Nationwide implementation of a multifaceted tailored strategy to improve uptake of standardized structured reporting in pathology: an effect and process evaluation

Affiliations

Nationwide implementation of a multifaceted tailored strategy to improve uptake of standardized structured reporting in pathology: an effect and process evaluation

Julie E M Swillens et al. Implement Sci. .

Abstract

Background: Implementation strategies are aimed at improving guideline adherence. Both effect and process evaluations are conducted to provide insights into the success or failure of these strategies.
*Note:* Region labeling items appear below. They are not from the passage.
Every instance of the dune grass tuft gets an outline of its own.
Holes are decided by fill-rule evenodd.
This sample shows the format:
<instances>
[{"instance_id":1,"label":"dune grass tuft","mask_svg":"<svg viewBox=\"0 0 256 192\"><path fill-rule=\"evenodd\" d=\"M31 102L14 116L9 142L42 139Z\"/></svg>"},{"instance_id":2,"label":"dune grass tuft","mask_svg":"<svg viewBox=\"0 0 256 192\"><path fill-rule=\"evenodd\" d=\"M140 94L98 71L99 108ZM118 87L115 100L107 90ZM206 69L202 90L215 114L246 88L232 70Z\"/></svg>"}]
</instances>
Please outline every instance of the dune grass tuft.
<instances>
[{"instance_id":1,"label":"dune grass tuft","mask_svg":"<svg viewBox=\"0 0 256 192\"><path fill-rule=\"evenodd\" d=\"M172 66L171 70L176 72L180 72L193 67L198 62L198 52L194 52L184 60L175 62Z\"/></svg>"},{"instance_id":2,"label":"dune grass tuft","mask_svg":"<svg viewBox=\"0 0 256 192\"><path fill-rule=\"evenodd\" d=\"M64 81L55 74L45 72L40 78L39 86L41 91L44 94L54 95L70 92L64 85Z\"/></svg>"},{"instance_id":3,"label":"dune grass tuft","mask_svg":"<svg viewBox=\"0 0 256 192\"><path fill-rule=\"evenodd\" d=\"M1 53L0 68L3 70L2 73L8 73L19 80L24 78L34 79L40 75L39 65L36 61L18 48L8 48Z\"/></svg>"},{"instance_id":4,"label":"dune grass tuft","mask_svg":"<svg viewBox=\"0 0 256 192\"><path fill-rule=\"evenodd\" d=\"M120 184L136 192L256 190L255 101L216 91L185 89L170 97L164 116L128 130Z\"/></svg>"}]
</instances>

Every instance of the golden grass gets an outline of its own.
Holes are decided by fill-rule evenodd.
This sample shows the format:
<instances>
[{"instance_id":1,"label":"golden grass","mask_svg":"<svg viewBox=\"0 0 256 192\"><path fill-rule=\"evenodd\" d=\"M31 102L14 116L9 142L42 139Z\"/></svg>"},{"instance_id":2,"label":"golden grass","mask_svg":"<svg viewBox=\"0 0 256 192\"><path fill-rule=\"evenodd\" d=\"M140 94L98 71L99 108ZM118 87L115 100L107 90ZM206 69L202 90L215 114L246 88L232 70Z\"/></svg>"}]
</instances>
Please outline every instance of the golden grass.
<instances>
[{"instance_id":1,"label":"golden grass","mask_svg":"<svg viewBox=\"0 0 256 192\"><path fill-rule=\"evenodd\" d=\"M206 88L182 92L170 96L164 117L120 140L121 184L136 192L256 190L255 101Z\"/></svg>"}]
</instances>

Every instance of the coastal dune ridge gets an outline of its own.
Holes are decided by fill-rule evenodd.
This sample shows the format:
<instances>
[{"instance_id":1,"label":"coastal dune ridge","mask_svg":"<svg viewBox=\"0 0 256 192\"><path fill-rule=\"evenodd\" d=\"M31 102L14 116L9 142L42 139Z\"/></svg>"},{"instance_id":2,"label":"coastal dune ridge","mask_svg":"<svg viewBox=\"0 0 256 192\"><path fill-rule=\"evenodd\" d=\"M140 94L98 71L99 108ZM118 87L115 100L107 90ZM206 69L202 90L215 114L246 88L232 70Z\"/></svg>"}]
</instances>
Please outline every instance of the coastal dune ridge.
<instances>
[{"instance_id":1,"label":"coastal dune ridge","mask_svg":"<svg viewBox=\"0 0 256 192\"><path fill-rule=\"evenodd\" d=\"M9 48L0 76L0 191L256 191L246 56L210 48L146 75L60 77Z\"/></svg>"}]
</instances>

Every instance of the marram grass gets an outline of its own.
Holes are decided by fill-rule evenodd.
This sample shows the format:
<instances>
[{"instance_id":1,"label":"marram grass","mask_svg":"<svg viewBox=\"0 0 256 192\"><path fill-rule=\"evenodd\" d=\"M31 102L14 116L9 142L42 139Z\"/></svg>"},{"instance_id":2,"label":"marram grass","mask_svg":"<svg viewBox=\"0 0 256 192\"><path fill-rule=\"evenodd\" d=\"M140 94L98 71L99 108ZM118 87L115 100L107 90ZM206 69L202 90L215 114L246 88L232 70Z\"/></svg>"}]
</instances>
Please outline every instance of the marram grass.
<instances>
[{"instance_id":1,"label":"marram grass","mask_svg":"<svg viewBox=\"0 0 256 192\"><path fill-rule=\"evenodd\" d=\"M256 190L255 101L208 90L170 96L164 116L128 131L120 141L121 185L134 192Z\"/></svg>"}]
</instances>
In our study, we evaluate the nationwide implementation of standardized structured reporting (SSR) in pathology.

Methods: An interrupted time series analysis was conducted to evaluate the effect of a previously developed implementation strategy, which consisted of various digitally available elements, on SSR in pathology laboratories. A segmented regression analysis was performed to analyze the change in mean SSR percentages directly after the strategy introduction for pathology reporting and specific subcategories. In addition, we analyzed the change in trend in the weekly percentages after strategy introduction, also for subgroups of tumor groups, retrieval methods, and type of laboratory. The change in SSR use after the strategy introduction was determined for all pathology laboratories. We further conducted a process evaluation in which the exposure to the strategy elements was determined. Experiences of the users with all strategy elements and the remaining barriers and potential strategy elements were evaluated through an eSurvey. We also tested whether exposure to a specific element and a combination of elements resulted in a higher uptake of SSR after strategy introduction.
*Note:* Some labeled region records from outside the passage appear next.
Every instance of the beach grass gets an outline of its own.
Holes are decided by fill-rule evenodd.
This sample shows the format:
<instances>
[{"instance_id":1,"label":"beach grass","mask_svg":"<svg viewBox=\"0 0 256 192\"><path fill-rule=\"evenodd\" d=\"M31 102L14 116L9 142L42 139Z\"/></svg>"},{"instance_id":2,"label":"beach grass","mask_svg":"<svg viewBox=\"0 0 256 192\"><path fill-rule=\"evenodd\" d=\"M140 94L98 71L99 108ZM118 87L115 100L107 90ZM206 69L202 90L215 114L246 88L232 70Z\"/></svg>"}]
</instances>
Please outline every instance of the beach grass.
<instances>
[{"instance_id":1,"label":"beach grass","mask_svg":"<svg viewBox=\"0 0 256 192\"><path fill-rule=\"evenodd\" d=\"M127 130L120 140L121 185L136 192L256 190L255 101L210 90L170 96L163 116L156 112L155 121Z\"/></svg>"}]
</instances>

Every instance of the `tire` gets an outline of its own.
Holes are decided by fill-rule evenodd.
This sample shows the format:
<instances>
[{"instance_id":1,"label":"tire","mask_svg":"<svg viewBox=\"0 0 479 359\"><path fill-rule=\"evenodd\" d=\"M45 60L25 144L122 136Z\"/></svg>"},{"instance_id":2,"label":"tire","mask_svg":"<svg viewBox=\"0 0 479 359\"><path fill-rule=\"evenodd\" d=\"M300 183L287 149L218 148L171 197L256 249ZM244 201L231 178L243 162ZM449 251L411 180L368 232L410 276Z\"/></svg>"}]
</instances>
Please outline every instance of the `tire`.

Results: There was a significant increase in an average use of SSR after the strategy introduction for reporting of gastrointestinal (p=.018) and urological (p=.003) oncological diagnoses. A significant increase was present for all oncological resections as a group (p=.007). Thirty-three out of 42 pathology laboratories increased SSR use after the strategy introduction. The "Feedback button", an option within the templates for SSR to provide feedback to the provider and one of the elements of the implementation strategy, was most frequently used by the SSR users, and effectiveness results showed that it increased average SSR use after the strategy introduction. Barriers were still present for SSR implementation.

Conclusions: Nationwide SSR implementation improved for specific tumor groups and retrieval methods. The next step will be to further improve the use of SSR and, simultaneously, to further develop potential benefits of high SSR use, focusing on re-using discrete pathology data. In this way, we can facilitate proper treatment decisions in oncology.

Keywords: Clinical practice guidelines; Effect evaluation; Guideline adherence; Healthcare quality improvement; Implementation; Information technology; Oncology; Process evaluation; Standardized structured reporting.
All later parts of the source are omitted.